当前位置:网站首页>Notes of training courses selected by Massey school
Notes of training courses selected by Massey school
2022-07-07 00:27:00 【Evergreen AAS】
Multivariate statistical analysis
Clustering analysis
characteristic :
- I don't know the number and structure of categories in advance ;
- The data to be analyzed is the similarity or dissimilarity between objects ( distance );
- Put objects close together .
classification
- According to different classification objects, it can be divided into
- Q Type clustering : Cluster the samples
- R Type clustering : Cluster variables
- According to the clustering method, it is mainly divided into
- Systematic clustering
- Dynamic clustering
distance
Minikowski distance :
d(x,y) = [\sum\limits_{k=1}^p|x_{k} - y_{k}|^{m}]^{\frac{1}{m}}, x,y by p Virial vector
- m = 1 when , Is absolute distance
- m = 2 when , For Euclidean distance
- m = \infty, For Chebyshev distance , namely \mathop{max}\limits_{1\le k \le p}|x_{k} - y_{k}|
Mahalanobis distance ( Commonly used in cluster analysis )
d(x,y) = \sqrt{(x - y)^{T} \sum\nolimits^{-1} (x - y)}
among x, y For coming from p Dimensional population Z Sample observations of ,Σ by Z The covariance matrix of , In the actual Σ Often do not know , It is often necessary to estimate with sample covariance . Markov distance is invariant to all linear transformations , Therefore, it is not affected by dimensions .
R sentence :
dist(x,method=“euclidean”, diag=FALSE, upper=FALSE, p=2)
- method: The way to calculate the distance
- “euclidean”: Euclidean distance
- “maximum”: Chebyshev distance
- “manhattan”: Absolute distance
- “minkowski”: Minkowski distance ,p yes Minkowski Order of distance
- diag=TRUE: Output the distance on the diagonal
- upper=TRUE: Output the value of the upper triangular matrix ( The default value is only output The value of trigonometric matrix )
python sentence :
import rpy2.robjects as robjects x = [1, 2, 6, 8, 11] r = robjects.r res = r.dist(x) print(res) # 1 2 3 4 # 2 1 # 3 5 4 # 4 7 6 2 # 5 10 9 5 3
import rpy2 import rpy2.robjects.numpy2ri R = rpy2.robjects.r r_code = """ x<-c(1,2,6,8,11) y<-dist(x) print(y) """ R(r_code)
- notes : I use rpy2 It's hard to realize this feeling . It may not be possible to learn from python call R Language , Direct use recommended R Language
Standardized treatment
When the measured values of indicators differ greatly , The data should be standardized first , Then use the standardized data to calculate the distance .

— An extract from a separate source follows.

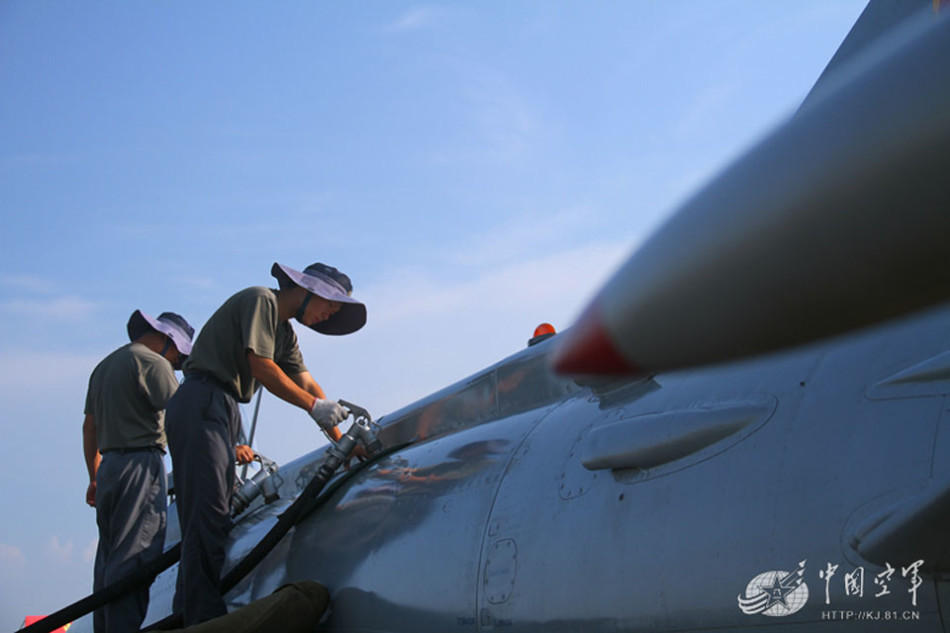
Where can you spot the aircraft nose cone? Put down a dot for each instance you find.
(587, 348)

General standardized transformation
X_{ij}^{*} = \frac{X_{ij} - \overline{X}_{j}}{S_{j}}
i=1,2,…n It means the first one i Samples ,j=1,2,…p Represents the... Of the sample j Indicators , Each sample has p Two observation indicators . It's No j Sample mean of indicators
Range standardization transformation
X_{ij}^{*} = \frac{X_{ij} - \overline{X}_{j}}{R_{j}} \\ among ,R_{j} = \mathop{\max}\limits_{1\le k \le n}X_{kj} - \mathop{\max}\limits_{1 \le k \le n}X_{kj}
Range normalization transformation
X_{ij}^{*} = \frac{X_{ij} - \mathop{\min}\limits_{1\le k\le n} X_{kj}}{R_{j}}
Program statement
Centralization and standardization of data
R sentence
scale(X,center = True, scale = True)
X: Sample data matrix ,center = TURE Means to make centralized transformation of data ,scale=TRUE It means to make standardized changes to the data
python sentence
import rpy2 import numpy import rpy2.robjects.numpy2ri rpy2.robjects.numpy2ri.activate() R = rpy2.robjects.r x = numpy.array([[1.0, 2.0], [3.0, 1.0]]) res = R.scale(x, center=True, scale=True) print(res)

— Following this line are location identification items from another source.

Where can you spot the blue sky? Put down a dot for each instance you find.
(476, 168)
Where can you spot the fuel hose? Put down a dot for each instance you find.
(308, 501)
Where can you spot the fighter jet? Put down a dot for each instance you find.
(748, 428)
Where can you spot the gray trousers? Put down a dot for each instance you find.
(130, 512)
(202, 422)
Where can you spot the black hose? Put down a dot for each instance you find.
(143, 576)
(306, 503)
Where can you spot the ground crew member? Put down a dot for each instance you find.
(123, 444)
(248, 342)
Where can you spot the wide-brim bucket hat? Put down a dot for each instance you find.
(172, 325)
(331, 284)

The data is subject to extreme standardization
x <- data.frame( points = c(99, 97, 104, 79, 84, 88, 91, 99), rebounds = c(34, 40, 41, 38, 29, 30, 22, 25), blocks = c(12, 8, 8, 7, 8, 11, 6, 7) ) # apply() Function must be applied to dataframe or matrix center <- sweep(x, 2, apply(x, 2, mean)) R <- apply(x, 2, max) - apply(x, 2, min) x_star <- sweep(center, 2, R, "/") # if x_star<-sweep(center, 2, sd(x), "/"), Then we get ( Ordinary ) Standardized transformed data ; print(x_star)

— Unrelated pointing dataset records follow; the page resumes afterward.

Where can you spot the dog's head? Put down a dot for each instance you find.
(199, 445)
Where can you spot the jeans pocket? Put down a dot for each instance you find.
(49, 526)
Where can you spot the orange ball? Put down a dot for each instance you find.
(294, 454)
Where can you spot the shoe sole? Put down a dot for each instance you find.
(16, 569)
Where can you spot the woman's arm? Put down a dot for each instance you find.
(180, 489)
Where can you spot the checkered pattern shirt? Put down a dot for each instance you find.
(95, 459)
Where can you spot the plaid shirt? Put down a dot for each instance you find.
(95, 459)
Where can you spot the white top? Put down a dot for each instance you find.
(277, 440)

sweep(x, MARGIN, STATS, FUN=”-“, …)
- x: Array or matrix ;MARGIN: Operation area , The matrix 1 Said line ,2 The column ;
- STATS It's statistics ,apply(x, 2, mean) Represents the mean value of each column ;
- FUN Represents the operation of a function , The default value is subtraction .
Similarity coefficient
Calculate the correlation coefficient between different indicators of the sample , It is suitable for clustering variables .
Systematic clustering
Cluster analysis is the most commonly used
The basic idea
- (1) Depending on each sample ( Or variable ) Self becoming , Specify the distance between classes ( Or the coefficient of similarity );
- (2) Take the most similar sample ( Or variable ) Gather into small categories , Then aggregate the aggregated subclasses according to similarity ;
- (3) Finally, all subclasses are aggregated into a large class , Thus, we can get a pedigree relationship gathered according to the size of similarity
3. According to different definitions of distance, it can be divided into
- (1) The shortest distance method : The distance between classes is defined as the distance between the nearest samples in the two classes ;
- (2) The longest distance method : The distance between classes is defined as the distance between the farthest samples in the two classes ;
- (3) Class average method : The distance between classes is defined as the average of the distance between two samples in two classes ;
Program
x<-c(1,2,6,8,11); dim(x)<-c(5,1); d<-dist(x) # Generate distance structure hc1<-hclust(d, "single"); hc2<-hclust(d, "complete") hc3<-hclust(d, "median"); hc4<-hclust(d, "mcquitty") # Generate systematic clustering opar <- par(mfrow = c(2, 2)) plot(hc1,hang=-1); plot(hc2,hang=-1) plot(hc3,hang=-1); plot(hc4,hang=-1) par(opar)# Draw all tree structure diagrams , With 2*2 The form of is drawn on a picture
hclust(): Calculate the systematic clustering plot(): Draw a tree diagram of systematic clustering hclust(d, method = “complete”) d:dist Distance structure , method: The method of systematic clustering ( The default is the longest distance method ), The parameters are : (1)“single”: The shortest distance method (2)“complete”: The longest distance method (3)“average”: Class average method …… plot(x, labels = NULL, hang = 0.1, main = “Cluster Dendrogram”, sb = NULL, xlab = NULL, ylab =”Height”, …)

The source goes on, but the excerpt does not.